The Government must prepare for an influx of financial institutions after Brexit

Vulture funds are, on average, considering more arrangements for those in arrears when compared to banks and retail credit firms. Photograph: Rui Vieira/PA Wire

Vulture funds are, on average, considering more arrangements for those in arrears when compared to banks and retail credit firms. Photograph: Rui Vieira/PA Wire

 

Back in 2007, when the Irish property bubble was well and truly inflated, the price per square metre of apartments in Dublin was higher than in Paris. Now, after we’ve been through collapse, recession, austerity and economic recovery, Dublin has been ranked ahead of Paris as the most expensive place for expatriate workers to live by the annual Mercer’s cost-of-living survey of 375 cities worldwide, outstripping all others in the euro zone.

Soaring rents for housing in Dublin, driven by the concentration of economic activity in the capital as much as by the rapacious greed of many landlords, were identified as the key factor in placing it so high in the rankings, in 32nd place – ahead of Paris (34), Rome (46) and Amsterdam (50). By comparison, Belfast is way down the list at 152; unlike in Dublin, housing remains relatively affordable in the island’s Northern capital.

If Christine Lagarde, managing director of the International Monetary Fund, is correct in predicting an influx of financial institutions relocating to Dublin in the wake of Brexit, the Government must surely prepare for such an eventuality. And the most effective response must involve taking steps to ensure that the city’s housing market is fully functional, which it clearly is not, so that a much wider range of options is available.
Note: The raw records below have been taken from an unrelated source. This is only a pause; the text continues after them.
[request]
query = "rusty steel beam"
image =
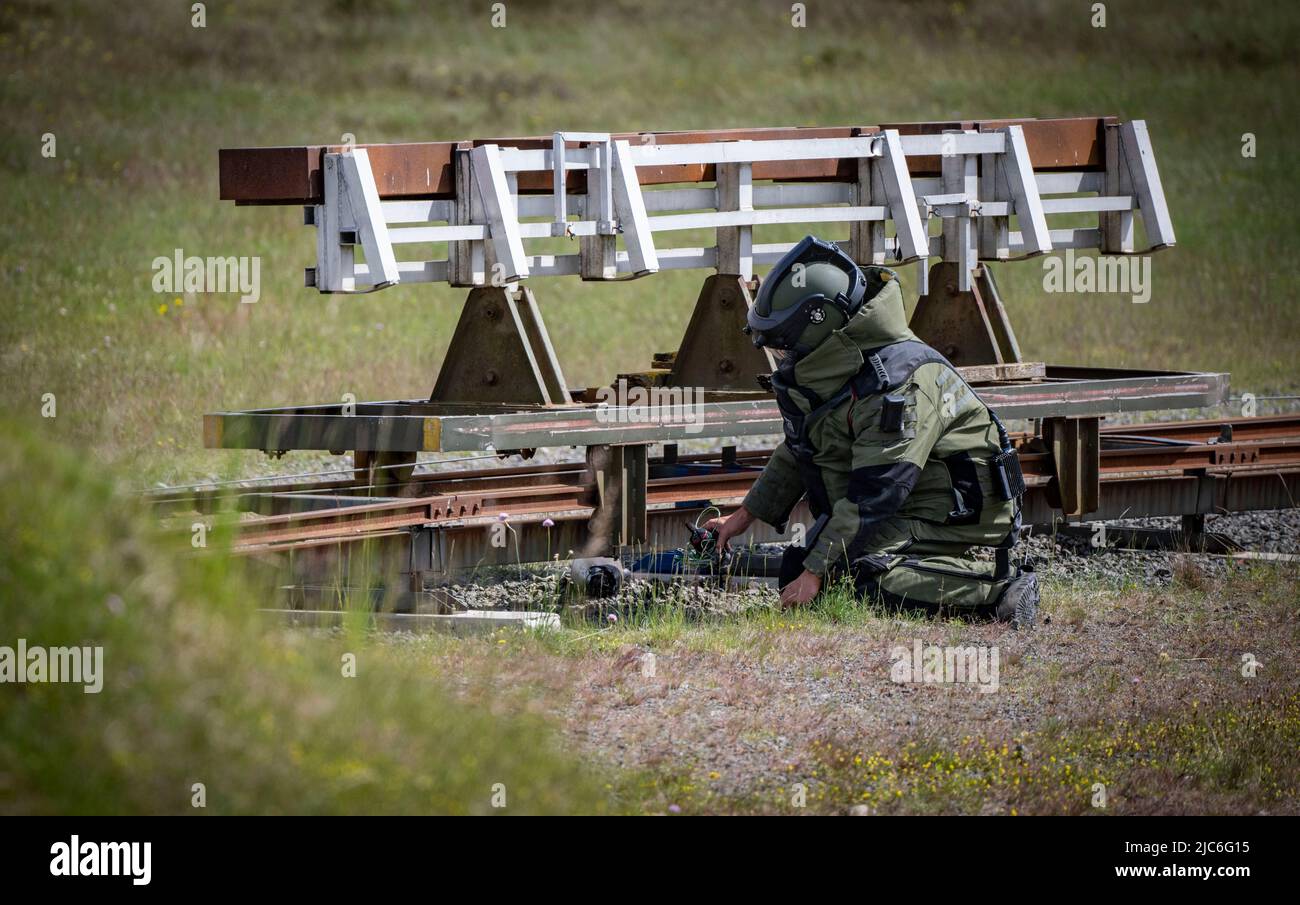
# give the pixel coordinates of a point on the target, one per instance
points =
(425, 169)
(1139, 476)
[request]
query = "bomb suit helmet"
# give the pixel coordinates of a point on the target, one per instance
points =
(807, 295)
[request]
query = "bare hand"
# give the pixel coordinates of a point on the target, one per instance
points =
(801, 590)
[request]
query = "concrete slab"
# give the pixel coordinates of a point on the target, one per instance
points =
(471, 622)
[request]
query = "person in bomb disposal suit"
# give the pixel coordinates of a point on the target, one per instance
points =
(904, 467)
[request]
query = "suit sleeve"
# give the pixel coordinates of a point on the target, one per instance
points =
(778, 488)
(885, 468)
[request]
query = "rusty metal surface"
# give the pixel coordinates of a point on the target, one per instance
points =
(425, 169)
(424, 427)
(1144, 470)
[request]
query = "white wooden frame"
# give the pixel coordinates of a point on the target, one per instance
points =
(987, 180)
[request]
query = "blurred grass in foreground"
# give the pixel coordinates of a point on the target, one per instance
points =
(198, 689)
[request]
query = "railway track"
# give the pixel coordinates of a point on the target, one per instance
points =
(443, 522)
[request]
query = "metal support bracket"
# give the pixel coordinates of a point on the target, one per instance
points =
(1075, 445)
(501, 353)
(715, 353)
(351, 216)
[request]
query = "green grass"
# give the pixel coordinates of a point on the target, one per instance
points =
(198, 689)
(139, 103)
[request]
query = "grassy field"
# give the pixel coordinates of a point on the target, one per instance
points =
(759, 711)
(139, 102)
(1131, 687)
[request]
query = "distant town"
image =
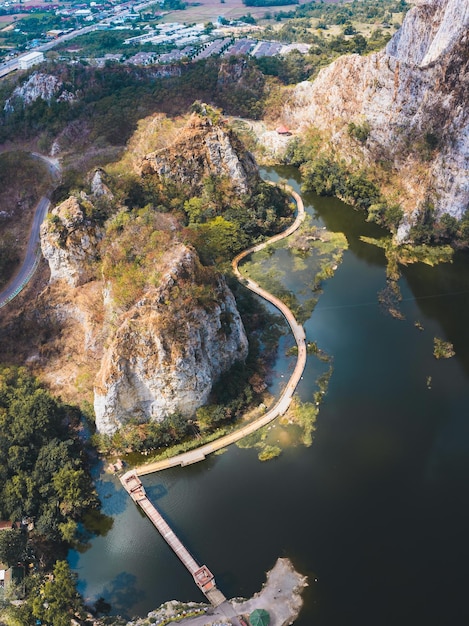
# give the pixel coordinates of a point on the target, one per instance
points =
(139, 33)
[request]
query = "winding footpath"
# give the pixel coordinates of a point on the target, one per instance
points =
(33, 251)
(282, 404)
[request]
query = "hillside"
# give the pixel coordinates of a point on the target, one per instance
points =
(132, 320)
(401, 109)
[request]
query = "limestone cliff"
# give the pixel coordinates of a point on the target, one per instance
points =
(170, 347)
(69, 243)
(413, 96)
(203, 148)
(39, 86)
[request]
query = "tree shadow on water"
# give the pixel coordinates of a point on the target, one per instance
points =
(156, 492)
(122, 594)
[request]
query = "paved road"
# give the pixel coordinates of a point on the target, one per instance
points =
(284, 401)
(12, 64)
(33, 251)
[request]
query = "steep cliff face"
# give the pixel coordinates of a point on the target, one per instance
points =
(39, 86)
(169, 348)
(69, 243)
(203, 148)
(412, 95)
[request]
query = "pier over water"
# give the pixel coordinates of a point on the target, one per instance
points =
(203, 577)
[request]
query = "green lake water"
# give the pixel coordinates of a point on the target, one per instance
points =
(376, 509)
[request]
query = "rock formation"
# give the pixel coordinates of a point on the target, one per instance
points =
(203, 148)
(39, 86)
(413, 96)
(169, 348)
(69, 243)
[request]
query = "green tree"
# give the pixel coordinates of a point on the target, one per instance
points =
(12, 546)
(58, 599)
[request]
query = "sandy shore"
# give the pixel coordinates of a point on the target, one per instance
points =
(280, 596)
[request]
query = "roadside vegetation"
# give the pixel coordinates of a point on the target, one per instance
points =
(23, 180)
(46, 491)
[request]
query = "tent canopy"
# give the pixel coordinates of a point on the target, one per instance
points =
(259, 617)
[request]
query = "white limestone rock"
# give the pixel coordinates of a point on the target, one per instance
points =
(165, 356)
(69, 243)
(39, 86)
(418, 85)
(203, 148)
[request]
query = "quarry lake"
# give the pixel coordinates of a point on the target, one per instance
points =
(376, 509)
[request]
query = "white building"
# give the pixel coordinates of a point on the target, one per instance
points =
(33, 58)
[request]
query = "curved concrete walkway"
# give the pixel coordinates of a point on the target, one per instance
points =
(282, 404)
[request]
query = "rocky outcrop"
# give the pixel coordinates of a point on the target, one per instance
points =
(203, 148)
(412, 96)
(39, 85)
(69, 243)
(169, 348)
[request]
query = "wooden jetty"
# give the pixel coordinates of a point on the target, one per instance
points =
(203, 577)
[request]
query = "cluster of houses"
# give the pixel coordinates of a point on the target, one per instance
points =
(9, 575)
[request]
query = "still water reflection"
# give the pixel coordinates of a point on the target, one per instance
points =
(376, 509)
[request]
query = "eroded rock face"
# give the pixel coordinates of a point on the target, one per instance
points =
(414, 91)
(203, 148)
(165, 355)
(69, 243)
(39, 86)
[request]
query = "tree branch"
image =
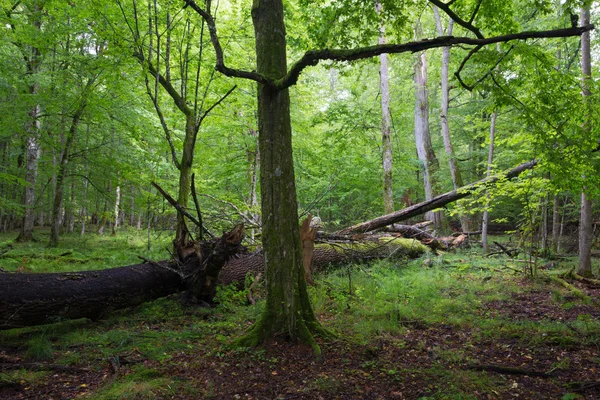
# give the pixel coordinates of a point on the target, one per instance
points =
(177, 98)
(220, 63)
(464, 62)
(216, 104)
(177, 206)
(313, 57)
(445, 7)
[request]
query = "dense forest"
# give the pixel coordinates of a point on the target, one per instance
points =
(432, 152)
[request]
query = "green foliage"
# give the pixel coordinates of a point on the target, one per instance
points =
(39, 348)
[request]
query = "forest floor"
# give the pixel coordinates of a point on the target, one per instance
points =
(430, 328)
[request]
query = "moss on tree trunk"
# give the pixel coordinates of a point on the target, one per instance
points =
(288, 311)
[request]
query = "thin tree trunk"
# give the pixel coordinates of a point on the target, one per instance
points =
(486, 216)
(544, 235)
(586, 224)
(132, 205)
(62, 168)
(117, 209)
(436, 202)
(32, 56)
(386, 143)
(254, 161)
(103, 219)
(445, 87)
(427, 159)
(556, 223)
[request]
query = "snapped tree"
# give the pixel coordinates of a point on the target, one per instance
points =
(288, 309)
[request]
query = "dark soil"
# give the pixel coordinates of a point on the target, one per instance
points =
(421, 362)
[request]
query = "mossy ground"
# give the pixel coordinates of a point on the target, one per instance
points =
(405, 330)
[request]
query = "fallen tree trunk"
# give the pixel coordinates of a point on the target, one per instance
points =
(325, 254)
(436, 202)
(35, 299)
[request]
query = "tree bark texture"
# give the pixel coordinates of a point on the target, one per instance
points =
(34, 299)
(486, 216)
(287, 310)
(586, 224)
(386, 142)
(32, 56)
(436, 202)
(427, 159)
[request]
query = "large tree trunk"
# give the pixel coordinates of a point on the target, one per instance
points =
(34, 299)
(586, 224)
(287, 309)
(33, 57)
(436, 202)
(486, 215)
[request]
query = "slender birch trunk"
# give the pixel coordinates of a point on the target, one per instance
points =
(429, 163)
(586, 224)
(386, 143)
(486, 217)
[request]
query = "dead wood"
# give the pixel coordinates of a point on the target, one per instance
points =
(589, 281)
(436, 202)
(505, 250)
(568, 286)
(252, 286)
(508, 370)
(41, 366)
(28, 299)
(332, 253)
(579, 387)
(307, 236)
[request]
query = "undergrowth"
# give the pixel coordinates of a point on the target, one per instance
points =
(362, 304)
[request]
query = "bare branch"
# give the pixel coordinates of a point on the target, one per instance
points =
(177, 206)
(467, 25)
(216, 104)
(177, 99)
(488, 73)
(475, 11)
(313, 57)
(220, 63)
(198, 211)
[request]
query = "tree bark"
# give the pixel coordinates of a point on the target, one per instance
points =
(386, 143)
(287, 310)
(455, 174)
(436, 202)
(486, 216)
(34, 299)
(33, 59)
(427, 159)
(556, 223)
(586, 225)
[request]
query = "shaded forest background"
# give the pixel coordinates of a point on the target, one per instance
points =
(86, 126)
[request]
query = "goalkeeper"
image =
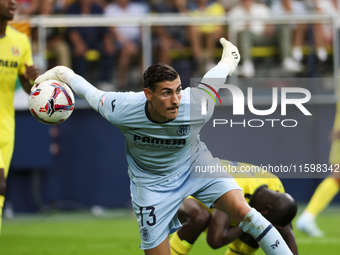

But it’s not just expatriates whose housing needs should be addressed, but everyone who finds it increasingly difficult to find a place to live at an affordable rent. This must mean taking measures to recover much-needed housing stock from the unregulated short-let market, which has grown exponentially in recent years. An estimated 4,600 “entire homes” are being short-let to tourists via the Airbnb platform alone. Requiring all short-letters to register with the local authorities and imposing a limit of, say, 30 days a year on which any home can be turned over to holiday lettings would almost certainly recover several thousand apartments and houses for long-term letting, thereby catering for locals and expatriates alike as well as helping to drive down extortionate rental levels in Dublin.